Our systematic review and meta-analysis indicate that tissue and systemic inflammation are involved in the pathogenic cascade of DEB, with inflammatory markers consistently elevated in DEB patients across studies. However, the available evidence does not yet support a coherent or unified model of inflammatory patterns in DEB. Moreover, the rarity of the disease contributes to significant study limitations and persistent knowledge gaps (see Additional file 1, Table S12).
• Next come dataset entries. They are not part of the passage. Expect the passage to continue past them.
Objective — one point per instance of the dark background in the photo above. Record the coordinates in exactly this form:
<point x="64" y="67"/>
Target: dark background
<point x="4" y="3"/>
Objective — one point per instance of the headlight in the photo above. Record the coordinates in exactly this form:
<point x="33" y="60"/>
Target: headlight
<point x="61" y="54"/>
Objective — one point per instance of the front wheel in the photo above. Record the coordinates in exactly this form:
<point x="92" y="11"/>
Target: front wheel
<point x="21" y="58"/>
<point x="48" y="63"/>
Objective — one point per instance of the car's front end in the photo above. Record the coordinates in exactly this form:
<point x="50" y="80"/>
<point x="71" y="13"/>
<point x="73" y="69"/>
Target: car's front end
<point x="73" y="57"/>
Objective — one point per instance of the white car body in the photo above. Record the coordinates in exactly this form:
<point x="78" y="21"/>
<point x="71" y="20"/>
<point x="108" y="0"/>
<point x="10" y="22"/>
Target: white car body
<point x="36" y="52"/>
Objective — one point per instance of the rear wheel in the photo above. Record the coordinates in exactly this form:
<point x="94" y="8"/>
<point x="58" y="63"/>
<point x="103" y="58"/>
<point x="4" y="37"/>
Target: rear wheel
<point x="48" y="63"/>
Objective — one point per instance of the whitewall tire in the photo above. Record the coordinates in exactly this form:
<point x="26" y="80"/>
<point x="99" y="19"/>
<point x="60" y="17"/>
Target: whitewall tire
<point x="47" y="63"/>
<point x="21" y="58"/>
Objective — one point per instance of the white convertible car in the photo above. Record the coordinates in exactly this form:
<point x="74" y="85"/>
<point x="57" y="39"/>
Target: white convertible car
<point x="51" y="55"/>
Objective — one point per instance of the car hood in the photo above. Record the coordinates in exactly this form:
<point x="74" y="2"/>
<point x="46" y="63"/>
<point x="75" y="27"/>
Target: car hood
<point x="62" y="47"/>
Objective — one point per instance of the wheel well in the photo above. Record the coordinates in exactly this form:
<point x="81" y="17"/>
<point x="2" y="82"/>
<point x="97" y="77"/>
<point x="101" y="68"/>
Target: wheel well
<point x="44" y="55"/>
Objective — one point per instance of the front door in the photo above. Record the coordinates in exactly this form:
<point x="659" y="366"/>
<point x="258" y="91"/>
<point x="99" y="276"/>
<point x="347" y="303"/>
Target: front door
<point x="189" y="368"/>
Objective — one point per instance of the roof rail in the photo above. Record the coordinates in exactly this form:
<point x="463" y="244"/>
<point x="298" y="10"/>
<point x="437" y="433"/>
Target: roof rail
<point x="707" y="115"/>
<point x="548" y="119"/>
Most studies are observational, retrospective, or descriptive, with no mechanistic explanation of the observed abnormalities. The existing studies are few, heterogeneous, and limited in sample size (n = 1–28), with most inflammation parameters covered by only 1 to 4 studies. High heterogeneity (τ2 = 0–1.64) observed across studies, reflects variability in study populations, study designs, outcome measurements and reporting methods. This heterogeneity underscores the inconclusive nature of the current evidence and highlights the need for more targeted and standardized research in this area. Many studies combine mean and median values, introducing estimation bias. Additionally, studies often group all EB types together [11, 27, 28], complicating DEB-specific conclusions. Further, DEB subtypes (pruriginosa, intermediate, localized, severe) are not consistently analyzed, adding further confounding factors. The majority of the included studies focused predominantly on patients with RDEB, with limited data available on the dominant DEB (DDEB) subtype. Due to the scarcity and heterogeneity of subtype-specific data, it was not possible to perform separate meta-analysis for RDEB and DDEB. Therefore, while the findings highlight a clear inflammatory profile in DEB patients, caution should be exercised when generalizing these results to all DEB subtypes. Future studies with larger cohorts and detailed subtype stratification are essential to better understand the differences in inflammatory responses between RDEB and DDEB, which may have important implications for personalized therapeutic approaches.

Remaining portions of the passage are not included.